Пифагорейская астрономическая система очень похожа на ту, которая изложена в платоновском «Тймее» и в десятой книге «Государства», и это вполне естественно. Ван дер Варден справедливо отмечал, что основные идеи астрономии Платона восходят именно к пифагорейской системе,[809] откуда он почерпнул и идею небесной гармонии. Легко заметить, что система эта страдала серьезными недостатками, в особенности в том, что касается планет. Эту астрономию еще нельзя назвать математической в том смысле, в каком мы говорим о вавилонской или греческой астрономии периода эллинизма. Никаких числовых методов для расчета и предсказания движения небесных тел в ней еще не было — ведь нельзя же относить к ним чисто спекулятивные числа расстояний между планетами! Но в этой системе отчетливо видна важнейшая черта, общая для всей греческой астрономии: геометрическая модель, призванная объяснить скрытые закономерности движения небесных тел. Пусть эти объяснения во многом еще не достигали своей цели, главное заключалось в том, что пифагорейская модель поддавалась прогрессивным изменениям и могла стать основой подлинно научной астрономии. Не случайно еще в рамках этой модели были выдвинуты идеи вращения Земли вокруг центра, а затем и ее суточного вращения вокруг собственной оси — идеи, на которые опирался не только Аристарх Самосский, но и Коперник.[810]
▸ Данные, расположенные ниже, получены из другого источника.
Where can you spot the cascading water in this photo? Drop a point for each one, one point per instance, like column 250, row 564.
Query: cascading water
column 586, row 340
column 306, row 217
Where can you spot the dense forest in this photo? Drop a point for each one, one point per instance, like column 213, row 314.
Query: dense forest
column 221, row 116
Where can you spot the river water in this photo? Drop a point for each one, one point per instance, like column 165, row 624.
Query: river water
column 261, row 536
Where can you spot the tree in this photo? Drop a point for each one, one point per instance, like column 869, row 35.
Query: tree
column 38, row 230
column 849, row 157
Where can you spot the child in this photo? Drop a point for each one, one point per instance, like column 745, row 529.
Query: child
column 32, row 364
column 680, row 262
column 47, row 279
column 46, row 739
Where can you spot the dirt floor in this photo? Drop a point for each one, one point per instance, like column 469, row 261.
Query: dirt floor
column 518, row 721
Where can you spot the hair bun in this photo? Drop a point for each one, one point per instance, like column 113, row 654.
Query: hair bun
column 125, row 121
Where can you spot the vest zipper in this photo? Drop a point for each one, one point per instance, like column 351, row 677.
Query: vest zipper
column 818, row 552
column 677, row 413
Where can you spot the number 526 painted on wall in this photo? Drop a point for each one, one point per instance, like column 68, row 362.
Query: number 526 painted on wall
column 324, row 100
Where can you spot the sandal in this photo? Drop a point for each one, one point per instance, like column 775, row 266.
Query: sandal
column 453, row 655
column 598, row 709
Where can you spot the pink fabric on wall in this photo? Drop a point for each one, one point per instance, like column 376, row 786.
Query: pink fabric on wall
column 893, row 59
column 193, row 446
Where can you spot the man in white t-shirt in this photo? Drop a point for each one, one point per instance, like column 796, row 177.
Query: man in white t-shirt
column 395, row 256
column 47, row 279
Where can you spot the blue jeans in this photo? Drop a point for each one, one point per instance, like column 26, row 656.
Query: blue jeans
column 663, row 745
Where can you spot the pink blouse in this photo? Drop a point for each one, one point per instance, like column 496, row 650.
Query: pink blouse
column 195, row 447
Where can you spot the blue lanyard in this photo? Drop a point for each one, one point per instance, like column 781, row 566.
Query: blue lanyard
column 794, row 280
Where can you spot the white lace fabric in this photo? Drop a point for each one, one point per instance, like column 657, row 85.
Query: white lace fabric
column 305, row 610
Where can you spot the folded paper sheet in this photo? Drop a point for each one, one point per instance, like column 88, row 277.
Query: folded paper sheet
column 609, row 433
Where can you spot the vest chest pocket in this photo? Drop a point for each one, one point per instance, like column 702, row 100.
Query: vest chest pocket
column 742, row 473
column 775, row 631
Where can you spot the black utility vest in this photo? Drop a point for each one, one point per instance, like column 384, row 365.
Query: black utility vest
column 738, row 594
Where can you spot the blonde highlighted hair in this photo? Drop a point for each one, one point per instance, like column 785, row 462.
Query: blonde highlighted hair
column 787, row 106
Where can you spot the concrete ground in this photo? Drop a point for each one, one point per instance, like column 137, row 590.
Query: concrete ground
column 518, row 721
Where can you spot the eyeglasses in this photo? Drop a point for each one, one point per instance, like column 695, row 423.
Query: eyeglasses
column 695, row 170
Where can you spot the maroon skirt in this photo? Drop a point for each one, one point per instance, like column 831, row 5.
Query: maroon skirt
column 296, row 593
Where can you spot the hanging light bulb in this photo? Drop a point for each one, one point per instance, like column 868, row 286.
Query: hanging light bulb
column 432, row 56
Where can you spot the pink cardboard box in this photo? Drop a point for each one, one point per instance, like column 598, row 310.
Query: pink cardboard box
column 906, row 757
В отличие от астрономической, музыкальная часть учения о небесной гармонии поддается реконструкции с гораздо большим трудом.[811] Противоречивые объяснения, даваемые многими авторами от Цицерона до Боэция, опираются на представления их собственной эпохи и к пифагорейской модели неприменимы.[812] Обманчива, скорее всего, и аналогия между семью планетами и семиструнной лирой: у пифагорейцев, как и у Платона (Res. 617a-b), звучала и звездная сфера, так что звуки всех восьми тел должны были дать в совокупности октавный звукоряд.[813] Из изложения Александра по крайней мере ясно, что строй этого ряда был восходящим: самый низкий тон у Луны, самый высокий у звездной сферы. Но что дают нам конкретные числа расстояний между небесными телами? Выражение «скажем» (ώς είπειν), которым Александр вводит свой пример, показывает, что он едва ли опирался на точные данные пифагорейской традиции.[814] Впрочем, у Платона (Tim. 36b) приводятся эти же числа для первых четырех тел (дальше, правда, идут 8, 9, 27),[815] а столетием раньше его Эмпедокл утверждал, что расстояние от Земли до Солнца в два раза больше, чем до Луны (31 А 61), — это дает начало той же арифметической прогрессии.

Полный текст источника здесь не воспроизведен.